That describes the centripetal force.

What forces act on the chair+rider?

what should I use for r?

Express r in terms of the length of the chain and the angle it makes.

Hint: Write equations for vertical and horizontal forces.

 

[charan1]

Ok so I took a look at my FBD again and figured that

mg=cos(theta) x Max Tension

150g=cos(theta) x 3000

Theta= 60.7 degree's

and so r=cos(90-60.7) x 9m = 7.85m is my radius

then I plug it into the equation:

F=m x (w^2) x r

F=150kg x (1.571^2) x 7.85m

F=2,906.1N

2906N<3000N

So Yes Chain is strong enough

Is this correct?

 

[Doc Al]

Ok so I took a look at my FBD again and figured that

mg=cos(theta) x Max Tension

Instead, just figure out what the tension would actually be, then compare it to the max tension the chain can support. So this equation would be:
mg=cos(theta) x T

What's the other equation? (Since you don't know the angle, you'll need to combine both equations to solve for T.)

 

[charan1]

Yea i got the question wrong...but i still want to know how to do it properly.
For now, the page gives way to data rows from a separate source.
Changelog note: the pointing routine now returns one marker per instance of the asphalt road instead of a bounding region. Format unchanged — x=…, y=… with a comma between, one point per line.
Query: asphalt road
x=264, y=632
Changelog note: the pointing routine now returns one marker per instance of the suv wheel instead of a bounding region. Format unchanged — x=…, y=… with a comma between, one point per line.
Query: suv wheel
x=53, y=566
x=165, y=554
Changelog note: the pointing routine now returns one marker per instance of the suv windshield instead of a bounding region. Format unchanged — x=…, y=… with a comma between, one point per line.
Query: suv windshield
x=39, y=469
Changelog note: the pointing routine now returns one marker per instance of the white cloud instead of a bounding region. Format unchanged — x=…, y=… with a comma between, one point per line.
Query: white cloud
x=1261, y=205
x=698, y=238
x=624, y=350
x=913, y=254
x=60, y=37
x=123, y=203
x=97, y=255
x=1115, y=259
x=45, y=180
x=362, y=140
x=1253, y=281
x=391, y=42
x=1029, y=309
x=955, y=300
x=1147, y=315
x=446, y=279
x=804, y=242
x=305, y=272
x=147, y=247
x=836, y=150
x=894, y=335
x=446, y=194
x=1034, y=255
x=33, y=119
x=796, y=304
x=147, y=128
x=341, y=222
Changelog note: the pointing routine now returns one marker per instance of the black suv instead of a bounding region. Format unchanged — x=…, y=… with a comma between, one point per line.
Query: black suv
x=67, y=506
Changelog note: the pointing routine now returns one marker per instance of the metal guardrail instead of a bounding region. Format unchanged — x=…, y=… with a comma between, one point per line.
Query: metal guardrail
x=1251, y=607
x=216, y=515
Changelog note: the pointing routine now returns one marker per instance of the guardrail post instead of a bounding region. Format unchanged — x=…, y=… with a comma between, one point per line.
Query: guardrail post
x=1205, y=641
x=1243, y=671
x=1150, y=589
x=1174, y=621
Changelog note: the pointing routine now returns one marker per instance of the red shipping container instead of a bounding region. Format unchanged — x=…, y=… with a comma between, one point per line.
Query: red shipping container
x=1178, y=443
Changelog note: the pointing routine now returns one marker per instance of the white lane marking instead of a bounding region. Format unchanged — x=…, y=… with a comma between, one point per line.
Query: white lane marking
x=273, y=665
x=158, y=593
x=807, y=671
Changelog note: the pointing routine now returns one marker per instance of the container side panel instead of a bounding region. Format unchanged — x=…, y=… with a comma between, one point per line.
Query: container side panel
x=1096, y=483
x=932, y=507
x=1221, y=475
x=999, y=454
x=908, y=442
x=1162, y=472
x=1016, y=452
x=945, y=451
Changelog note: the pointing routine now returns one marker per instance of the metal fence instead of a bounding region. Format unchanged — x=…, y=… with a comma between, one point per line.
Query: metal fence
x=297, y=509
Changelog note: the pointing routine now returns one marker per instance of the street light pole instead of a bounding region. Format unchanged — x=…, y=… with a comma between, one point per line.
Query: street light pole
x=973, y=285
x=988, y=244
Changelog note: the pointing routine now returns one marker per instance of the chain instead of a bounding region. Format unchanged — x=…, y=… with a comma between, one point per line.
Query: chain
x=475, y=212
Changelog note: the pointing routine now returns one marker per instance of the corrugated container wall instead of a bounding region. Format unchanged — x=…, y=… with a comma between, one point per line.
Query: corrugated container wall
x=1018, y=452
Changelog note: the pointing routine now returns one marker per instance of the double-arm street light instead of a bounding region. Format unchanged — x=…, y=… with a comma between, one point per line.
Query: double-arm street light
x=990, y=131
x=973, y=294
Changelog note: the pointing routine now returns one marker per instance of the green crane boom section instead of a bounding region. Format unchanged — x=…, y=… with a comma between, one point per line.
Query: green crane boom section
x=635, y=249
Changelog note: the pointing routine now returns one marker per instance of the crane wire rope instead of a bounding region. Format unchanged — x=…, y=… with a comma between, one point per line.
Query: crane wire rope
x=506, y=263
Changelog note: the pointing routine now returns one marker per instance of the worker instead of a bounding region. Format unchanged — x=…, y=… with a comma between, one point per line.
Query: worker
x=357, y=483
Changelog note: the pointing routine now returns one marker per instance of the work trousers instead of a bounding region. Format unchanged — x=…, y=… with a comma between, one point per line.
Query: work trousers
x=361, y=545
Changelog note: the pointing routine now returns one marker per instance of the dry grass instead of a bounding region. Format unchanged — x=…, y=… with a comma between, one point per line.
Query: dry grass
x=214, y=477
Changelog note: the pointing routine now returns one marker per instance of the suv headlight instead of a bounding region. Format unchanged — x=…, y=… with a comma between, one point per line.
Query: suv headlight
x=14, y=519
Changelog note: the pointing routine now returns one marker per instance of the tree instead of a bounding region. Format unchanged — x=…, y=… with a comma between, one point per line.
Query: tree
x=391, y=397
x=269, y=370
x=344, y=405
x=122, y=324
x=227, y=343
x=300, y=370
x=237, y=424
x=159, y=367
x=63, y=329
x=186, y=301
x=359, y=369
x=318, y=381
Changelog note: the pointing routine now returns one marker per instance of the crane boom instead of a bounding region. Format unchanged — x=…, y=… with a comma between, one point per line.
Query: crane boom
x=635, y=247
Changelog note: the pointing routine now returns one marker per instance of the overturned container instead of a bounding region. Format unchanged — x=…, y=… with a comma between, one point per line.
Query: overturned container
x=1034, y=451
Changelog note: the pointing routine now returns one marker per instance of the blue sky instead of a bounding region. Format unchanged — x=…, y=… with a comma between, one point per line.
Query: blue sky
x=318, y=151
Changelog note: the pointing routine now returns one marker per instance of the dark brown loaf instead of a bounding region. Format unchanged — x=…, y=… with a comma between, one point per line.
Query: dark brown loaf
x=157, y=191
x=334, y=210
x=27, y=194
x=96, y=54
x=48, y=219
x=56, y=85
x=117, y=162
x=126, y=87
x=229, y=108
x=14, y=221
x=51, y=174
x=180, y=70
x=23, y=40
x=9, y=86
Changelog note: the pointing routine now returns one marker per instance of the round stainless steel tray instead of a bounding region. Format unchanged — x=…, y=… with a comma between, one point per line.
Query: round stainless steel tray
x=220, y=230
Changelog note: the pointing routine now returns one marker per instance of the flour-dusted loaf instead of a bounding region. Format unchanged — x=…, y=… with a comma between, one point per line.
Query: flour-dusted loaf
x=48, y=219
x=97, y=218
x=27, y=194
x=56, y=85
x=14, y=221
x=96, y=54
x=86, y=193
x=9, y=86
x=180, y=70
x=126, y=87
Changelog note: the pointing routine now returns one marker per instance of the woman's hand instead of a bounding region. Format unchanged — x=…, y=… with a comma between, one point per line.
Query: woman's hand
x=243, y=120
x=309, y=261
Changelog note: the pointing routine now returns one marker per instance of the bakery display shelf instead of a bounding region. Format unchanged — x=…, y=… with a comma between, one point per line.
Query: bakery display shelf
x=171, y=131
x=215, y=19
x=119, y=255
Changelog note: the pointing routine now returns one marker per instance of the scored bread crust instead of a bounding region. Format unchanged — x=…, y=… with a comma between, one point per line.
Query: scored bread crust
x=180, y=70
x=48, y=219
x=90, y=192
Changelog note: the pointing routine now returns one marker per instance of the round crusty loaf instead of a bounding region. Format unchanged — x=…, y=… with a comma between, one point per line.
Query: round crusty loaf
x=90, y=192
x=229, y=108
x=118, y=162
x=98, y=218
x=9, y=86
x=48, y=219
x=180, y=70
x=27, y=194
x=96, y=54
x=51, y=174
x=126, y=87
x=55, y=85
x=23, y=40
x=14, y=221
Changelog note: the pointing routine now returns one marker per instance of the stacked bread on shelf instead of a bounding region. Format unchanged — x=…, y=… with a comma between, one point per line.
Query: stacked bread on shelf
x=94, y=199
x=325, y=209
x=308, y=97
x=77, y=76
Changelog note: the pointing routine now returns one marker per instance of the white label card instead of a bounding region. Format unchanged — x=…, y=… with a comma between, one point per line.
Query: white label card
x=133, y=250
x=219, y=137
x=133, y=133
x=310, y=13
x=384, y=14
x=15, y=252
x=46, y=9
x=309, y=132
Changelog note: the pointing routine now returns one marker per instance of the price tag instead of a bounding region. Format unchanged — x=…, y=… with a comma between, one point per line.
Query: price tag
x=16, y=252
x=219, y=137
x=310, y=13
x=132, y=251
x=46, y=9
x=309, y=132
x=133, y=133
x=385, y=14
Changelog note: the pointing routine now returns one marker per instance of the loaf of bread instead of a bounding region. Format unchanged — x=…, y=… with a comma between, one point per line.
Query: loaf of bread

was the way i got r questionable or something else?

What two equations was I suppose to combine?


I used
mg=cos(theta) x Max Tension

with 150kg in for m and 3000N in for Max Tension I solved for an angle which turned out to be 60.7 degrees since this is the angle between the y component of the tension and the tension vector I just subtracted it from 90 degree's to get the other side of the angle which is in turn the angle between the x component and the tension vector.

And so I used that angle in trig to get the x component of the right triangle made by the rope when it is swinging with the fact known that the rope is 9 meters long.

 

[Doc Al]

Yea i got the question wrong...but i still want to know how to do it properly.

was the way i got r questionable or something else?

I know what you did. I'm trying to explain what you should have done.

(Your method of finding "r" assumed that the tension was equal to the max value. That's not a valid assumption.)

You have all the data needed to find the tension in the chain for the given motion. Solve for that tension. (No need to make any assumptions or make use of the "max tension" value.) After you've found the tension, then you can compare it to that max value to see if this particular chain can be used.

What two equations was I suppose to combine?


I used
mg=cos(theta) x Max Tension

As I had said, correct that equation, which comes from analyzing the vertical forces on the chair/rider. Use:
mg=cos(theta) x T

The second equation will come from analyzing the horizontal force components. That's where you'll apply your knowledge of centripetal acceleration. And also a bit of trig to express the unknown "r" in terms of chain length L and angle.